If indeed it's the same skull in both pictures, there could be an innocuous explanation for replacing the specimen's lower canines: they might have been stolen by visitors.

Or perhaps the older mandible was dropped and shattered, or suffered some other accident.

And why replace the canines when you can just swap out a mandible? As I noted above, they have *lot* of skulls, and a few separate skull parts.

By Owlmirror (not verified) on 08 Mar 2010 #permalink

I'm sure David M. will be along shortly to tell us that we should just embrace the diacritics and go with "Göteborg".

Please don't. Apart from my general dislike for the replacement of long-standing foreign placenames, hearing anglophones try and pronounce "Göteborg" is painful.

By Andreas Johansson (not verified) on 08 Mar 2010 #permalink

That is absolutely bizarre and very cool.

I'd read long ago about the babirusa teeth growing back into the head, and I'm glad to see that confirmed.

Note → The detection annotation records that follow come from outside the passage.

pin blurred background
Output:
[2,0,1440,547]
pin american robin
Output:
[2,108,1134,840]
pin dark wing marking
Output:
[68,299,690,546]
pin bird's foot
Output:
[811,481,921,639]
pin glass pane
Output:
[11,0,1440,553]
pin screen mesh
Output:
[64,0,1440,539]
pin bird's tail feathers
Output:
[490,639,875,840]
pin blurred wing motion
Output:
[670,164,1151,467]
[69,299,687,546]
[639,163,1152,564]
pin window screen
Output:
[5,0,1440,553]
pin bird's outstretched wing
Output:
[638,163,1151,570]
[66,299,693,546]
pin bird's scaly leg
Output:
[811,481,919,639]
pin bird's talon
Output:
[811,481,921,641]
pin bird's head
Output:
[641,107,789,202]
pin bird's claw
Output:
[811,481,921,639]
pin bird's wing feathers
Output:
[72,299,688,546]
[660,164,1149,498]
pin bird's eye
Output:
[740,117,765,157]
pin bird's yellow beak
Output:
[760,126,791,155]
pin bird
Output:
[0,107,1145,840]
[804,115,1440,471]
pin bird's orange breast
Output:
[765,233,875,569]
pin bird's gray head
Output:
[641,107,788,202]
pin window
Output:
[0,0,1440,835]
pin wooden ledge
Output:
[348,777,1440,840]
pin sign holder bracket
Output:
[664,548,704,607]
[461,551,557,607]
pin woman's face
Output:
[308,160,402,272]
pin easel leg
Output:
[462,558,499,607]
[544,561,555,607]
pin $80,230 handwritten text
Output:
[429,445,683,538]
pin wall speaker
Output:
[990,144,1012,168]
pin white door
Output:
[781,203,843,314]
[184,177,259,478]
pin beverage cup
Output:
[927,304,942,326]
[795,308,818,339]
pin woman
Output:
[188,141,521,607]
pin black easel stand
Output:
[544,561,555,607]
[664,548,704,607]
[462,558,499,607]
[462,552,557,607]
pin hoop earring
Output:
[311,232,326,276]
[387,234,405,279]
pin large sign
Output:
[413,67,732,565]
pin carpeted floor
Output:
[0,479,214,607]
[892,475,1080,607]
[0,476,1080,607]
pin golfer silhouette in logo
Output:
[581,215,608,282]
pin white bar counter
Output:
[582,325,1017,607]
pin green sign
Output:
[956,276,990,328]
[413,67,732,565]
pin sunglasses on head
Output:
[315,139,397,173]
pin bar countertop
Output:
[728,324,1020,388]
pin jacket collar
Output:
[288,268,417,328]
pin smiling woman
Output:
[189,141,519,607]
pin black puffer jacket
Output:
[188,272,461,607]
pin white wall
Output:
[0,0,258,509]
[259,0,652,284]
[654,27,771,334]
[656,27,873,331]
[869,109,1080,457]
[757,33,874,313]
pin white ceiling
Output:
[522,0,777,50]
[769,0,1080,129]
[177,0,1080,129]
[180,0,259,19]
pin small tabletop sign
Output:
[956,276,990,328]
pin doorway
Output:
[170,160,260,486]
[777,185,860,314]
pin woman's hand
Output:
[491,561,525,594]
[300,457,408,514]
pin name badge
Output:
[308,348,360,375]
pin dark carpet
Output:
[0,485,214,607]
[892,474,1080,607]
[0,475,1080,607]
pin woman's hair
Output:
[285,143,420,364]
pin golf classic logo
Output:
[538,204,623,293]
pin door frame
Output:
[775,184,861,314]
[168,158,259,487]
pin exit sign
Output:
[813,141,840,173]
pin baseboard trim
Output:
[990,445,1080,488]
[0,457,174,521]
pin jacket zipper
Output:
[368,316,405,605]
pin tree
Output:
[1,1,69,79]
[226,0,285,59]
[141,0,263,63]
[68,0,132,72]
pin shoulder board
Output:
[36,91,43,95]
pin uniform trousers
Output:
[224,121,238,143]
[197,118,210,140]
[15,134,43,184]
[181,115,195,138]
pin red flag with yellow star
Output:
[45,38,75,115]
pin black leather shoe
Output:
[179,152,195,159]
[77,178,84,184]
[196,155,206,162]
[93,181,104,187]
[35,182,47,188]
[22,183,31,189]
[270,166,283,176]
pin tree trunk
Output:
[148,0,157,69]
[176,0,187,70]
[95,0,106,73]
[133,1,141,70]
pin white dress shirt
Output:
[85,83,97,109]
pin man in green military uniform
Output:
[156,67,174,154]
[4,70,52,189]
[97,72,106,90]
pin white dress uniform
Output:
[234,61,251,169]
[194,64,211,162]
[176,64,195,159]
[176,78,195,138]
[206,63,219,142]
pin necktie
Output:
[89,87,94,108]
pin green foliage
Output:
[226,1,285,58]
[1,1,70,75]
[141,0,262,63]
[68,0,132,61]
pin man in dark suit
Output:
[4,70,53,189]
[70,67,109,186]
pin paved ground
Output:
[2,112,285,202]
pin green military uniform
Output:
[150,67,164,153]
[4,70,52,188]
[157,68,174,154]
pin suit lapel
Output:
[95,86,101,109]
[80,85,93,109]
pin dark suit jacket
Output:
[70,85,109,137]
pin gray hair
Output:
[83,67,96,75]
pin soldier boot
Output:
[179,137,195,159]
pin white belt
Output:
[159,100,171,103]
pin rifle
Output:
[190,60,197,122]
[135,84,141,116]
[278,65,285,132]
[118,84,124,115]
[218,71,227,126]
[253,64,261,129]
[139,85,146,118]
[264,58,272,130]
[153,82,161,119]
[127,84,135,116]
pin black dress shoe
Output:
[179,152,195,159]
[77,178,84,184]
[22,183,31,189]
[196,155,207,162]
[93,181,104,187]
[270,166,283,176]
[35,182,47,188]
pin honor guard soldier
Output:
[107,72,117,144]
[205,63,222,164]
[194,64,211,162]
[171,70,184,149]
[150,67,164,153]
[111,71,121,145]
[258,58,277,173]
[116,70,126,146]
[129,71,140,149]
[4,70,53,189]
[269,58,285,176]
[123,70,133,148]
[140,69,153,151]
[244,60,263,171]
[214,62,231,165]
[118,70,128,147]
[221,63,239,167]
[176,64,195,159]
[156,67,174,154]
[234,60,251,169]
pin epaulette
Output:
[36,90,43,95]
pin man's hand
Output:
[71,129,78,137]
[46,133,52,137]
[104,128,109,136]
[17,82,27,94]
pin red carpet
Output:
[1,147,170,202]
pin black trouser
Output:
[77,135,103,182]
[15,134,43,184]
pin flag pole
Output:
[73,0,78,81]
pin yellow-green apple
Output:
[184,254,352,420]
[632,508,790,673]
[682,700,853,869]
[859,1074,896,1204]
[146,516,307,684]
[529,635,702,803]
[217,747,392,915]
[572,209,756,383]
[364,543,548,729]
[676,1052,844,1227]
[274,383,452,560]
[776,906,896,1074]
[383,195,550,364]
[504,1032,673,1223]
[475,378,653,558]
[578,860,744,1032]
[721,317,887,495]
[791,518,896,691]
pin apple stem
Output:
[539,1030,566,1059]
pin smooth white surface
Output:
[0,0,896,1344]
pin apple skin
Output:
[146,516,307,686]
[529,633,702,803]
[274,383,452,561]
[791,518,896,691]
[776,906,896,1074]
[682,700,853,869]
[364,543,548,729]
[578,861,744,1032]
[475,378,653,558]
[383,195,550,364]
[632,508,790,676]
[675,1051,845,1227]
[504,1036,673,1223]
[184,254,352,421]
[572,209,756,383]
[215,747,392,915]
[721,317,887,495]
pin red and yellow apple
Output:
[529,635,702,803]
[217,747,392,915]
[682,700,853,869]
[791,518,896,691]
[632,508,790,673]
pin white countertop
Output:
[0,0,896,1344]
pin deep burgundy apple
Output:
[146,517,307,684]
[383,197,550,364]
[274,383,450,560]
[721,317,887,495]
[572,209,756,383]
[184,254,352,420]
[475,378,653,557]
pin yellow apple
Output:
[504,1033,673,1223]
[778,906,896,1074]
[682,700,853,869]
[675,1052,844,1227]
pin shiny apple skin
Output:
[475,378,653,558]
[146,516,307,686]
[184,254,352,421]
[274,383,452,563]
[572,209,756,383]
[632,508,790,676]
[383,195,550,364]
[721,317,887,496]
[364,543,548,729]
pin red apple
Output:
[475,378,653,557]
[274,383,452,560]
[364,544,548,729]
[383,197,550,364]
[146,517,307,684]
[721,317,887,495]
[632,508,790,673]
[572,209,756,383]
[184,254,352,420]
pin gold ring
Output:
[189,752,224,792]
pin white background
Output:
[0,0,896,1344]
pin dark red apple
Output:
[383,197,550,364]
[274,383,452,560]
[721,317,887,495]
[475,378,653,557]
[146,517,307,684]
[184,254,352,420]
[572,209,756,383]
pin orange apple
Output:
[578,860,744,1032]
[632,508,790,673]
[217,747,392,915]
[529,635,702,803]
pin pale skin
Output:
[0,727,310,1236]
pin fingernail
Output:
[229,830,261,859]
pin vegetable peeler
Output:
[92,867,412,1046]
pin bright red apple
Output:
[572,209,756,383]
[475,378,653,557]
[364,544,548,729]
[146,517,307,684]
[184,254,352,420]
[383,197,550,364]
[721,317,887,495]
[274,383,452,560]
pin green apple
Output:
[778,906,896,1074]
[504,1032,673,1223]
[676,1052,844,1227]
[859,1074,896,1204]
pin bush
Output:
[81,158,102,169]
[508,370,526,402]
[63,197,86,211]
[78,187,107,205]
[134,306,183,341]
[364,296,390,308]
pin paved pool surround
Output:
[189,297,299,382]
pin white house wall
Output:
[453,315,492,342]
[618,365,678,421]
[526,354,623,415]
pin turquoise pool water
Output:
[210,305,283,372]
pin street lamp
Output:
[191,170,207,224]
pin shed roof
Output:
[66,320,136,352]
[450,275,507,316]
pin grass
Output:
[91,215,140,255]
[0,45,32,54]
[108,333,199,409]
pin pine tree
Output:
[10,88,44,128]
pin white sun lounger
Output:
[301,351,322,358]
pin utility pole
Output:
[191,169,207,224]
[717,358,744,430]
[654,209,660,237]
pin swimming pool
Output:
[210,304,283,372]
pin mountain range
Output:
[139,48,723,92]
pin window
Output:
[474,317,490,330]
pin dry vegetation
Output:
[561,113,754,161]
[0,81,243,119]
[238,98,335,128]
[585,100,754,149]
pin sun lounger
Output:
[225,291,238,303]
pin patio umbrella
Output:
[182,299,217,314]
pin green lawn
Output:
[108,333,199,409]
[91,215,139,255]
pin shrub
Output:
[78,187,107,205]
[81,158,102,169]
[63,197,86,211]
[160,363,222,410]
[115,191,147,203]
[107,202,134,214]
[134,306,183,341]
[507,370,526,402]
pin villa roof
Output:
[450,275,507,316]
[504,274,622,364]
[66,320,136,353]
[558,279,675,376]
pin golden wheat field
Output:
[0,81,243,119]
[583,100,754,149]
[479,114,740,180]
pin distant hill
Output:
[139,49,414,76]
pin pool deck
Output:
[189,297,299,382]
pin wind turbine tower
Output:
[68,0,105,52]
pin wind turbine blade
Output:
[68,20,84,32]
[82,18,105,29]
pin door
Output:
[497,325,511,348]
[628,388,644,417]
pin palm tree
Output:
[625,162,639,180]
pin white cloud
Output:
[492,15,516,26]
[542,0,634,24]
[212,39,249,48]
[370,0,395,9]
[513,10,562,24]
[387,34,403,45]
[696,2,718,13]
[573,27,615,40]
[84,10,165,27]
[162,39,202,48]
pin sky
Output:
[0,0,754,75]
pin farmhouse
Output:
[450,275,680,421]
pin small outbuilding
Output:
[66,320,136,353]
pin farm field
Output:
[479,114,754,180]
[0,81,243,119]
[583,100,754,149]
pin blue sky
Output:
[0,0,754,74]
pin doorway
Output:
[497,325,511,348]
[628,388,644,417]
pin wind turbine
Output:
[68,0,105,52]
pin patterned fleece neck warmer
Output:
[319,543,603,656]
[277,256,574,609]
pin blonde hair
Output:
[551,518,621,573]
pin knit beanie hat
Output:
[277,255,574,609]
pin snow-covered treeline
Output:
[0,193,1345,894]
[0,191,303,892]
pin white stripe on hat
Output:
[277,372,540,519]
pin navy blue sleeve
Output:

By William Miller (not verified) on 08 Mar 2010 #permalink

I'm curious, as the comment on self-impalement wasn't too elabroated on, but does the tusk completely penetrate the frontal, just the frontal sinue, or just the surface of the suprasinusoid frontal bone? If the animal is extremely old, did it actually die of impalement? Finally, as the tusk grew into the skin, would this have not caused sores and infection with a very difficult-to-reach spot to care for, and if so, simple piercing of the skin causes death? In which case, the tusk continuing to grow into the skull would not seem cause for death....

By Jaime A. Headden (not verified) on 09 Mar 2010 #permalink

THAT has got to hurt.

By anthrosciguy (not verified) on 09 Mar 2010 #permalink

Hmm... I think I remember also there was a skull referred to in some museum in Britain... but the memory can be playing tricks.

Look at the two ridges in front of the orbit, in the lacrimal area. In skull 1 they enclose a smallish trapezoidal depression, but in skull 2 the upper ridge is much more arched and does not converge with the lower one, so the space between them is much longer, tapering and open anteriorly. So despite strong similarity, I'm pretty sure they're different skulls as well as (more obviously) different mandibles.

By John Scanlon FCD (not verified) on 09 Mar 2010 #permalink

Further to that, the adductor crests on the parietal seem to be closer together in skull 2, maybe forming a sagittal crest posteriorly, and the tusk-hole is adjacent to the crest rather than (as in skull 1) distinctly medial to it.

By John Scanlon FCD (not verified) on 09 Mar 2010 #permalink

Happy to oblige, and great post, Darren!

As for the question of Gothenburg/Gothemburg, it's Gothenburg. The misspelling in the post is entirely my fault, because I, mistakenly, wrote "Gothemburg" in my original comment.

By Henrik Petersson (not verified) on 09 Mar 2010 #permalink

The colour one looks very much like a cast to me.